Now, pack a given die area with enough of those small cores, Intel says, and et-voila, a multi-threaded, very-wide vector processor that scales according to understood CMP and CMT ideology. But it's also one that might require very significant compiler and software engineering effort to run fast, given what we know of current CPU and GPU architectures.
It should once again be noted that each throughput processor would have ~30% the performance of a traditional CPU for single-threaded code, according to the slides, but for only 1/5th of the area even though it hosts a Vec16 unit. So again, the scaling opportunity of an architecture like that seems somewhat promising, even if not all applications it could run fully exploit the new FPU. Legacy code obviously wouldn't benefit at all from it.
So the question is, does the core support x86 instructions at all? If single-threaded performance is still roughly acceptable, it might make some sense for it to do so, and then you could think of the Vec16 FPU as an 'on-core' coprocessor that exploits VLIW extensions to the x86 instruction set. Or, the entire architecture might be VLIW with absolutely no trace of x86 in it. Obviously, this presentation doesn't give us a clear answer on the subject. And rumours out there might just be speculating on Larrabee being x86, so that doesn't tell us much either.
Add in thread synchronisation, cross thread communications and a completely shared cache setup and threads have an efficient means to communicate while processing. It does look quite different from what Intel is researching with Polaris aka the Terascale Initiative, but that doesn't mean it couldn't be quite efficient indeed. That remains to be seen, of course.

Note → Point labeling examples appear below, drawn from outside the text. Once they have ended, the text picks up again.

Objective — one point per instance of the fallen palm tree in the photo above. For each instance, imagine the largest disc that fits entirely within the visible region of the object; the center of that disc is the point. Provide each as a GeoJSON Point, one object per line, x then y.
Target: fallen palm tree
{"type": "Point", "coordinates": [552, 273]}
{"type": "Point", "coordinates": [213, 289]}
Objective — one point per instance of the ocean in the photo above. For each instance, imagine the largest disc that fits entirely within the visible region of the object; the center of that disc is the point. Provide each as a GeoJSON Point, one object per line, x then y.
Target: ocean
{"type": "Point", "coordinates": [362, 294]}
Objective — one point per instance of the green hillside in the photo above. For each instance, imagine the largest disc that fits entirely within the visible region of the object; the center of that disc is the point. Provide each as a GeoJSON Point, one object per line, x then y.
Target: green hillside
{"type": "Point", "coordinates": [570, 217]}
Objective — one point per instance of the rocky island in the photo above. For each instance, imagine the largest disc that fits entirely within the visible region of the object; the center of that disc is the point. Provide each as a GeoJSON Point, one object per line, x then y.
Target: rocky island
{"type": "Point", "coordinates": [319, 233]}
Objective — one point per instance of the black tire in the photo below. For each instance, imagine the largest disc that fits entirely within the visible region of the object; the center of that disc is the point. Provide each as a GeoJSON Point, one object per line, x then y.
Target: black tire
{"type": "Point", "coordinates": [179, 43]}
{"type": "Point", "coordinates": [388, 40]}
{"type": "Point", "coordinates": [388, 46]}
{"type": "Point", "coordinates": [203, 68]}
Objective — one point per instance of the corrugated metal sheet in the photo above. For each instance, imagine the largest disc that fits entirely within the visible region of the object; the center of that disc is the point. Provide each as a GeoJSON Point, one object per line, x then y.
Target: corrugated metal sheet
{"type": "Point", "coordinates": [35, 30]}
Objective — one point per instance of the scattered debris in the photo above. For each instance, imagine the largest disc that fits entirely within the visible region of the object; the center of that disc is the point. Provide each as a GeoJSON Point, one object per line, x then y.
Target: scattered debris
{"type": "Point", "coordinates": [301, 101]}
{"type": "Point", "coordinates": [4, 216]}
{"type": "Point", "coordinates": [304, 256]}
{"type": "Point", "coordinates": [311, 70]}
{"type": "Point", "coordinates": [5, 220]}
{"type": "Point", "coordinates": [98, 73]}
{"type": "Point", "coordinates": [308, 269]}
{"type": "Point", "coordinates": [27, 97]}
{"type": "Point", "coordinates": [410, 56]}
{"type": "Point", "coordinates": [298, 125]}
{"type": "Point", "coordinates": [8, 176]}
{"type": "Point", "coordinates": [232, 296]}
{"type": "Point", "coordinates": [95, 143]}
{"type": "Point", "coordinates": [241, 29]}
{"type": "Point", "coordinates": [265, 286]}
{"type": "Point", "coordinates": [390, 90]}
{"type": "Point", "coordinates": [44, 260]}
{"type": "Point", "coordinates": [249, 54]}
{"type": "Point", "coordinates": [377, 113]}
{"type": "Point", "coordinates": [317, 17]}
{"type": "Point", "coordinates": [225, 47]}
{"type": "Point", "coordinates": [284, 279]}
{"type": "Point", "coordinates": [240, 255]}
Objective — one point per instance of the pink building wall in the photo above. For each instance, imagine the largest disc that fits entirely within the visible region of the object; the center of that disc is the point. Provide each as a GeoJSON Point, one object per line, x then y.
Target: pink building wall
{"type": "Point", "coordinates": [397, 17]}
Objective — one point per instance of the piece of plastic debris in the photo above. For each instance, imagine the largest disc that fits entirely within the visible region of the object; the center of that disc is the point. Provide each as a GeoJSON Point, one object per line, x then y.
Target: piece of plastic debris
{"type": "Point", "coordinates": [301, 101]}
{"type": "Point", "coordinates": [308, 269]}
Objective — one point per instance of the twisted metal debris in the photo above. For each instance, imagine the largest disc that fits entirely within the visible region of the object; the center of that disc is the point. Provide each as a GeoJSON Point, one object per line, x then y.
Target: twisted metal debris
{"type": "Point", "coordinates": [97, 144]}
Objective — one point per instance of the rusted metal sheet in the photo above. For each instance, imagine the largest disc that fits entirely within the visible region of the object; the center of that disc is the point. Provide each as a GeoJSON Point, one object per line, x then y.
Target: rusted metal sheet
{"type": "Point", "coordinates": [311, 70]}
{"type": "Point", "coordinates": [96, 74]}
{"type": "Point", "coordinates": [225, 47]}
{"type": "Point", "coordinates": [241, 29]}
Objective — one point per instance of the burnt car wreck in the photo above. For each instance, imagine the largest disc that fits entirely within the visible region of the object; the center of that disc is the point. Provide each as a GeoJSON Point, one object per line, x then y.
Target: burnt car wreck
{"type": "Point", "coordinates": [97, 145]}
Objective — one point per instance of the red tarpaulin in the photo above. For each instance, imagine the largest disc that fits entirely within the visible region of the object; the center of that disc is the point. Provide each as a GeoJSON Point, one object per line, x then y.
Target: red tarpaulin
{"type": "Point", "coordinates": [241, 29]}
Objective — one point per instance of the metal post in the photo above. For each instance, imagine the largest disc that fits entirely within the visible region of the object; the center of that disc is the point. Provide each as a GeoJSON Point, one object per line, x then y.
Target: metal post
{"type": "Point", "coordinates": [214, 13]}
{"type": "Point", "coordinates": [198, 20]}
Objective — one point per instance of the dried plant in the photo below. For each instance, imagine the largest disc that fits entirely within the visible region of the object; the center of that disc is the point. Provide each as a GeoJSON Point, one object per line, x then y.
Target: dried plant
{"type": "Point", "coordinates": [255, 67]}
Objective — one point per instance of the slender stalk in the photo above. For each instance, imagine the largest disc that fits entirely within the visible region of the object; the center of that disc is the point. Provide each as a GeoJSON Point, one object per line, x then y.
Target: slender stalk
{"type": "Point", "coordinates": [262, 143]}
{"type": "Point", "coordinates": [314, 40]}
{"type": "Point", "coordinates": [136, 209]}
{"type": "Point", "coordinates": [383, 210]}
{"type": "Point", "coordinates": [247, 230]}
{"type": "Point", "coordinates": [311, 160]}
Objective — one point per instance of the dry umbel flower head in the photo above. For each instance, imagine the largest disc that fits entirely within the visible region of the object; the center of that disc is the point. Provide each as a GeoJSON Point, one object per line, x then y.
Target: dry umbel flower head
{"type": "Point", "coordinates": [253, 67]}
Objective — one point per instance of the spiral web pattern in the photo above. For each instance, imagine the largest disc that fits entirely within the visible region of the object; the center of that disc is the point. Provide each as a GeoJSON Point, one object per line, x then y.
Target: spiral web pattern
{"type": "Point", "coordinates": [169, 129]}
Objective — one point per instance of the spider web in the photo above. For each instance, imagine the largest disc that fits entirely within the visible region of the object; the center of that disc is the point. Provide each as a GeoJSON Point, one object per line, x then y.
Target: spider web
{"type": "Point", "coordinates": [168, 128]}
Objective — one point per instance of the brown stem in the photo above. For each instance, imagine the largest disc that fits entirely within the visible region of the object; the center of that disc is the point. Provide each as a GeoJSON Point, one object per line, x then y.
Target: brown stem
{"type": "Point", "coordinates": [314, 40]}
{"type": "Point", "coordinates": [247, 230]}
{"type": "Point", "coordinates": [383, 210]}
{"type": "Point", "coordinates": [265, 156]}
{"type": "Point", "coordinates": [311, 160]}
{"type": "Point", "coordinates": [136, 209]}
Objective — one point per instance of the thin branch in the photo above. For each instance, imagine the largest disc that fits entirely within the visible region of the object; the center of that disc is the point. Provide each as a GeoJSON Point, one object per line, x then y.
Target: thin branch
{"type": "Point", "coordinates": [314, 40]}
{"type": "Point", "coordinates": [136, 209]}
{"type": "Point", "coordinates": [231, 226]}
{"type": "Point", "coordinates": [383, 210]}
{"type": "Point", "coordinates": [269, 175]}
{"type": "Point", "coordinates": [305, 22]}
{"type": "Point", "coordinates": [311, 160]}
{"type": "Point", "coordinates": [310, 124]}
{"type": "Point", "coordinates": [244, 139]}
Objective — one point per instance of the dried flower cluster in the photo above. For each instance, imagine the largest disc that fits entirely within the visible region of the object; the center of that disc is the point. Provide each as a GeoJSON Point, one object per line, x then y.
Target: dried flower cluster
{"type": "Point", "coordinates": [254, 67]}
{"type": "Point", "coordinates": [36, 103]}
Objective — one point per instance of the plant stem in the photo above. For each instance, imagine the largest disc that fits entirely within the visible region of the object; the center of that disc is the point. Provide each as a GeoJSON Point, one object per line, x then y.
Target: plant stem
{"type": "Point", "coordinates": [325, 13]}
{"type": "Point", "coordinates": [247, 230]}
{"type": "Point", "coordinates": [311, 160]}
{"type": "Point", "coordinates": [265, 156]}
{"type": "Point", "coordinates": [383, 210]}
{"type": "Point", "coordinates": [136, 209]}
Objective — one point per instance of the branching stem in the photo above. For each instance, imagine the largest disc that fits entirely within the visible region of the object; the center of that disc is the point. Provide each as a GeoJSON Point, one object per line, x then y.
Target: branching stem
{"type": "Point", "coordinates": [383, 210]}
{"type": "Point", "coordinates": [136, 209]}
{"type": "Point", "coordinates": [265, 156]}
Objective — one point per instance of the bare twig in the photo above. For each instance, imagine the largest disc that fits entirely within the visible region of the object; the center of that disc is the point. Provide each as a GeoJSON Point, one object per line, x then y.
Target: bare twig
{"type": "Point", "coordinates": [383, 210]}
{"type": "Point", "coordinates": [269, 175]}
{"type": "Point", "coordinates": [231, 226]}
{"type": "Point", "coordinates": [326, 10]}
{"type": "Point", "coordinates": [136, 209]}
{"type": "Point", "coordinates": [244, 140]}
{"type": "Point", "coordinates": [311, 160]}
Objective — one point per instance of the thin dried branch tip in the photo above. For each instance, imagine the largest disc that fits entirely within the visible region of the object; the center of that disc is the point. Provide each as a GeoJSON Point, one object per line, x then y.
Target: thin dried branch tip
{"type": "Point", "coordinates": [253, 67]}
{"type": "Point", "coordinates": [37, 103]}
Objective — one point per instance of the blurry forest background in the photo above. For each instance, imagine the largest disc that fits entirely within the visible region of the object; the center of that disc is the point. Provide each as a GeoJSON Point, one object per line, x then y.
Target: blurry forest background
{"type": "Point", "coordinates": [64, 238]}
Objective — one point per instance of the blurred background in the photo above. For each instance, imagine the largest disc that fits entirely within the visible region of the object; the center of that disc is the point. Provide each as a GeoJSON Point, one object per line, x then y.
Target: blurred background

The slides do mention fixed-function units, but that doesn't really mean much, and it's hard to say how much of a focus Intel will have on implementing those blocks efficiently - especially so since these would be unused during non-graphics processing, and the previous slides clearly pointed out the advance of GPGPU as one of the key reasons behind the development of this new architecture for Intel.
It is not unthinkable that Intel would try to maximize the amount of work done in these processors, rather than in fixed-function units. For example, many of the operations achieved in the ROPs, such as blending, could be done there. Triangle setup wouldn't be too hard either. But what about rasterization, antialiasing, texture addressing and anisotropic filtering, etc.? There's more to a good graphics processor than big SIMD units and high aggregate bandwidth but it's a big step in the right direction, obviously.
And it's not like the described architecture would really be a traditional GPU anyway, with only 4 threads per core (arguably, that should be compared to G80's 12 warps/multiprocessor) and a huge cache! Either way, it will be quite interesting to see what Intel comes up with for the "fixed-function units" part of the chip. If it's good enough, this might be a real competitor in the 3D space. Otherwise, it'd likely only compete for GPGPU mindshare.